2. Circuit according to claim 1 , wherein the first operation is non-linear.
3. Circuit according to claim 1 , further comprising a volatile memory configured to store the vectors of the vector sequence.
4. Circuit according to claim 3 , wherein the number generator is configured to store the first vector ρ1 into the volatile memory and to generate a second vector ρ2, wherein the second vector is stored in the memory, causing the suppression of the first vector.
5. Circuit according to claim 1 , wherein the processing device is further configured to perform an inference operation through said layer of the main neural network by applying at least one second function f based on the second parameters W1 and on an input vector x of said layer, the operation of inference through the neuron layer delivering an output vector y, and wherein the size nQ of the output vector is greater than the size m of a vector generated by the number generator.

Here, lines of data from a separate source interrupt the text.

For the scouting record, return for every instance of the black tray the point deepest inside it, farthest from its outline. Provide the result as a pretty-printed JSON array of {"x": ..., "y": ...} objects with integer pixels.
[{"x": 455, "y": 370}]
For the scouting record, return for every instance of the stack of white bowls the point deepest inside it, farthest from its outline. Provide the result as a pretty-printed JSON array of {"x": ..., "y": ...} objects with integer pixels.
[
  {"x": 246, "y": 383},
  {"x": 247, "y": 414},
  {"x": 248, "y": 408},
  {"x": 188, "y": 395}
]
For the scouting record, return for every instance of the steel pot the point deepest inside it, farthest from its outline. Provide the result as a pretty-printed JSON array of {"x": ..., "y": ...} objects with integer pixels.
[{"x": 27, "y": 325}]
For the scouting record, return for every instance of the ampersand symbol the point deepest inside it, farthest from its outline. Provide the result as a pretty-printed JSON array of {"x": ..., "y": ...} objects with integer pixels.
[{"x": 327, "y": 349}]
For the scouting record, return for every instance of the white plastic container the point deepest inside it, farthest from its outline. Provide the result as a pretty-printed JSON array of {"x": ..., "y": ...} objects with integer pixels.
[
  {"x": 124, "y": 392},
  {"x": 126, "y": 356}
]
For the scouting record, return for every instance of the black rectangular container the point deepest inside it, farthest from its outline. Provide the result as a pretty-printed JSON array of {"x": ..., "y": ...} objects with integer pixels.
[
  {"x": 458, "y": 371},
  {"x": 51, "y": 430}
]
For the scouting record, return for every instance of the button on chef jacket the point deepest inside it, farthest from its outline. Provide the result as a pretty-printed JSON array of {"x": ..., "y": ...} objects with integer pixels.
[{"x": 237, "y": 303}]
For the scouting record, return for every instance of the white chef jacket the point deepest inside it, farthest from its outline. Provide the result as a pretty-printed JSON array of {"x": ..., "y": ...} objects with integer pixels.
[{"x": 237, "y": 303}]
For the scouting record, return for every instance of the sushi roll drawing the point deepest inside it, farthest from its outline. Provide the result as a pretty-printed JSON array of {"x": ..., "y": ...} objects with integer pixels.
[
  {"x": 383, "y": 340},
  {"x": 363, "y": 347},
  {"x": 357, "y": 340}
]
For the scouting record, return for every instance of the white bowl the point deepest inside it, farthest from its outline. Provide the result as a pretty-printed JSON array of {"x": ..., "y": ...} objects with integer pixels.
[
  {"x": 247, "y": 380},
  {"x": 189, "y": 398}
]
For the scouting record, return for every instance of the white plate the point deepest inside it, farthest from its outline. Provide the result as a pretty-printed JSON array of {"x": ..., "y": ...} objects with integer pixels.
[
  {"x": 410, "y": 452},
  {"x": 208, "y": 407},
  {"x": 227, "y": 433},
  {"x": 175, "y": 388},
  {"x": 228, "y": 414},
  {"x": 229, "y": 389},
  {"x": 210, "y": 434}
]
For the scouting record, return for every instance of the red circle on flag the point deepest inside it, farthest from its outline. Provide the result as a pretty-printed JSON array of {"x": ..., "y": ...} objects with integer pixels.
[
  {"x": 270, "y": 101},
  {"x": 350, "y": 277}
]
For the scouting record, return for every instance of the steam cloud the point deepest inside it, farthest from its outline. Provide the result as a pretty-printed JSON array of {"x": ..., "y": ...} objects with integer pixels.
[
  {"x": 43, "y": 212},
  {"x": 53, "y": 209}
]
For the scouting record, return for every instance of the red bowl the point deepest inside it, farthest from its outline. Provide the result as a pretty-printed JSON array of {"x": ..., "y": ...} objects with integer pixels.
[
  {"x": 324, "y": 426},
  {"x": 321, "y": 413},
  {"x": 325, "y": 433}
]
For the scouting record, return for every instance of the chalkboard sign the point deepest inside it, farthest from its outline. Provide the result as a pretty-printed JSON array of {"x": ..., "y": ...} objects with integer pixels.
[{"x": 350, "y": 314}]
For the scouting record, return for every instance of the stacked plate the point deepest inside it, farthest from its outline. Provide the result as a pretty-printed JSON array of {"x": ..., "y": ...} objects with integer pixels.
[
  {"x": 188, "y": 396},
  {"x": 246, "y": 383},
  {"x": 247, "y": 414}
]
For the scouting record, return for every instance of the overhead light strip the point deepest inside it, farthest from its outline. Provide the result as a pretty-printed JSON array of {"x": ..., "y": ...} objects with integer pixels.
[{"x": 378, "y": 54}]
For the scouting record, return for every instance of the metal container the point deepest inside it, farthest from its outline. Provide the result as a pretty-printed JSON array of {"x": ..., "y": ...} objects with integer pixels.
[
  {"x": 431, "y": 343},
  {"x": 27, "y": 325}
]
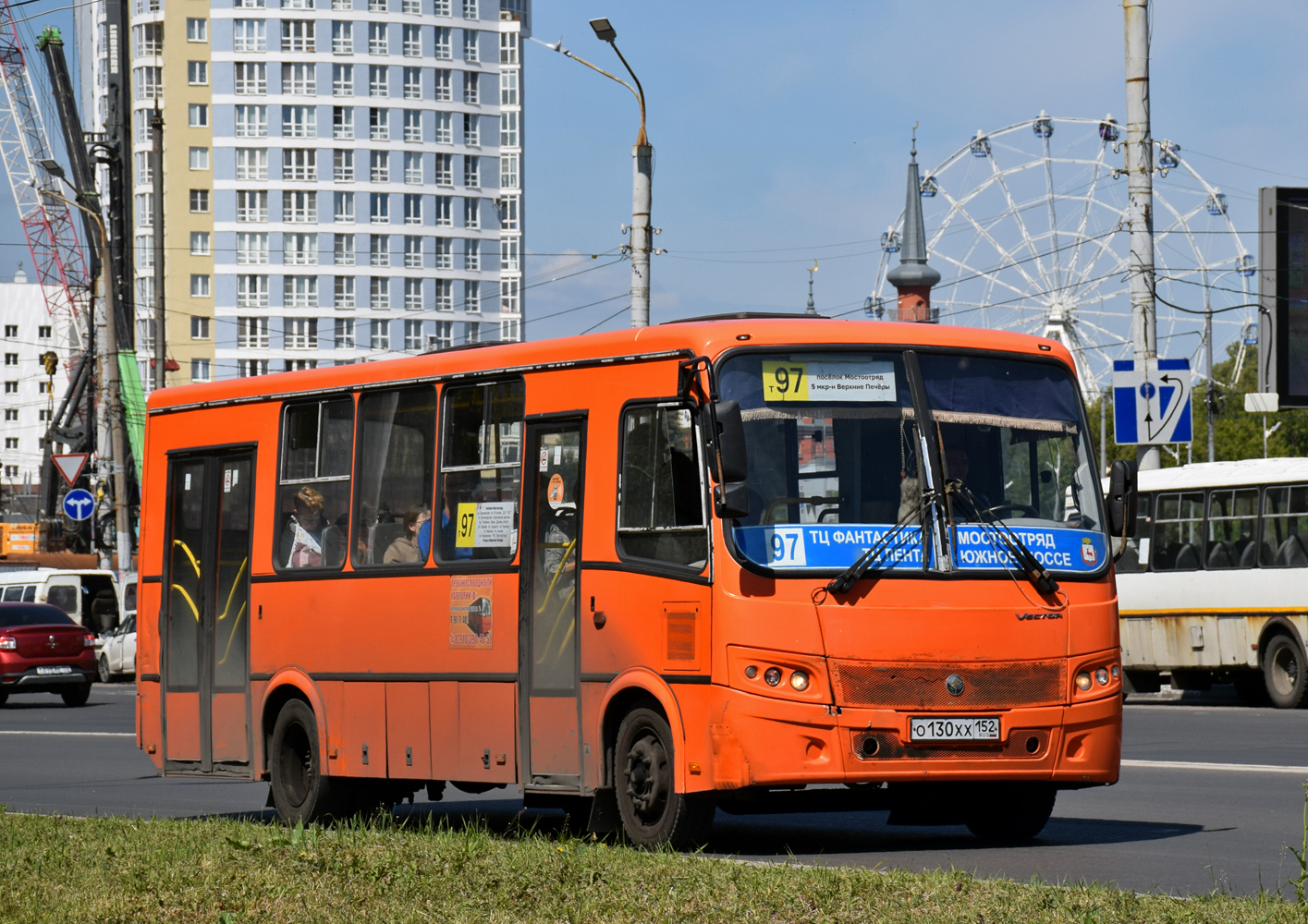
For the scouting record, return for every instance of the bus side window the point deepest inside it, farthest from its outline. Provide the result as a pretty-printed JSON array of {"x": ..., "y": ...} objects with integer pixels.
[
  {"x": 1285, "y": 527},
  {"x": 661, "y": 502},
  {"x": 397, "y": 451},
  {"x": 481, "y": 470},
  {"x": 312, "y": 491}
]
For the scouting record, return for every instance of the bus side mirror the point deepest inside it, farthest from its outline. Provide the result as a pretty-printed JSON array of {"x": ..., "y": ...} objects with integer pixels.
[
  {"x": 731, "y": 495},
  {"x": 1121, "y": 500}
]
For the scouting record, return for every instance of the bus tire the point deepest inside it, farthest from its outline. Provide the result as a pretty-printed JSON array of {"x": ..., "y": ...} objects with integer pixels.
[
  {"x": 652, "y": 810},
  {"x": 1010, "y": 813},
  {"x": 1283, "y": 672},
  {"x": 299, "y": 790}
]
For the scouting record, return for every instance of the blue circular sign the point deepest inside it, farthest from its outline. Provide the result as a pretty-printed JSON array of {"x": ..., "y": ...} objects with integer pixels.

6. Circuit according to claim 5 , wherein the output vector y is generated, by the layer of the main neural network, coordinate by coordinate, by application of at least the second function f to the second parameters W1 and to the input vector x.
7. Circuit according to claim 6 , wherein the input vector is an image.
8. Circuit according to claim 1 , wherein the layer of the main neural network is a dense layer or a convolutional layer.
9. Circuit according to claim 1 , wherein the number generator is a cellular automaton.
10. Circuit according to claim 1 , wherein the number generator is a pseudo-random number generator, the number generator for example being a linear feedback shift register.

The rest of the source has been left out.